On 2/3/20 2:43 PM, Naresh Kamboju wrote:
On Fri, 24 Jan 2020 at 18:57, Oleksij Rempel o.rempel@pengutronix.de wrote:
All user space generated SKBs are owned by a socket (unless injected into the key via AF_PACKET). If a socket is closed, all associated skbs will be cleaned up.
This leads to a problem when a CAN driver calls can_put_echo_skb() on a unshared SKB. If the socket is closed prior to the TX complete handler, can_get_echo_skb() and the subsequent delivering of the echo SKB to all registered callbacks, a SKB with a refcount of 0 is delivered.
To avoid the problem, in can_get_echo_skb() the original SKB is now always cloned, regardless of shared SKB or not.
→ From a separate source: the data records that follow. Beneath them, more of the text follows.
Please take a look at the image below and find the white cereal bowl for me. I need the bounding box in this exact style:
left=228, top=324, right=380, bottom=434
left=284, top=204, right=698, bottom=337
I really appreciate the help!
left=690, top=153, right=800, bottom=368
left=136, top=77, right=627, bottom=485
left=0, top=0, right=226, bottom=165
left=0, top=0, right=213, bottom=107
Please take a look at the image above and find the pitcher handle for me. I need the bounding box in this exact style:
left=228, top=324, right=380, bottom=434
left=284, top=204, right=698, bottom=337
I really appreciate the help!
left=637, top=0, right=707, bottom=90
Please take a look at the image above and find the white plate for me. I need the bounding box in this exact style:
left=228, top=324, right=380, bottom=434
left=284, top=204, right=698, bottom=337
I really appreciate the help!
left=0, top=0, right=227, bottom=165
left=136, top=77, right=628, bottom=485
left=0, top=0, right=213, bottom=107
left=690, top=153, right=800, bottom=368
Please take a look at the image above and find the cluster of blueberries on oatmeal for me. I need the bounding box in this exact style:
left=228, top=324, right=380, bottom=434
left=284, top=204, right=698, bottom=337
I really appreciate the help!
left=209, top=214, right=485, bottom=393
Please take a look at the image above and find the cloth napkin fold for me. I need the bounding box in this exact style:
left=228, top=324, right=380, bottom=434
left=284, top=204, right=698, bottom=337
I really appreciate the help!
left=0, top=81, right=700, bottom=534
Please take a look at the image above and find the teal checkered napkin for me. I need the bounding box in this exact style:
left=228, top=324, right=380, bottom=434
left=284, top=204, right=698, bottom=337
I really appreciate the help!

If the process exists it can now safely discard its SKBs, without disturbing the delivery of the echo SKB.
The problem shows up in the j1939 stack, when it clones the incoming skb, which detects the already 0 refcount.
We can easily reproduce this with following example:
testj1939 -B -r can0: & cansend can0 1823ff40#0123
WARNING: CPU: 0 PID: 293 at lib/refcount.c:25 refcount_warn_saturate+0x108/0x174 refcount_t: addition on 0; use-after-free.
FYI, This issue noticed in our Linaro test farm On linux next version 5.5.0-next-20200203 running on beagleboard x15 arm device.
Thanks for providing fix for this case.
Can we add your Tested-by to the patch?
regards, Marc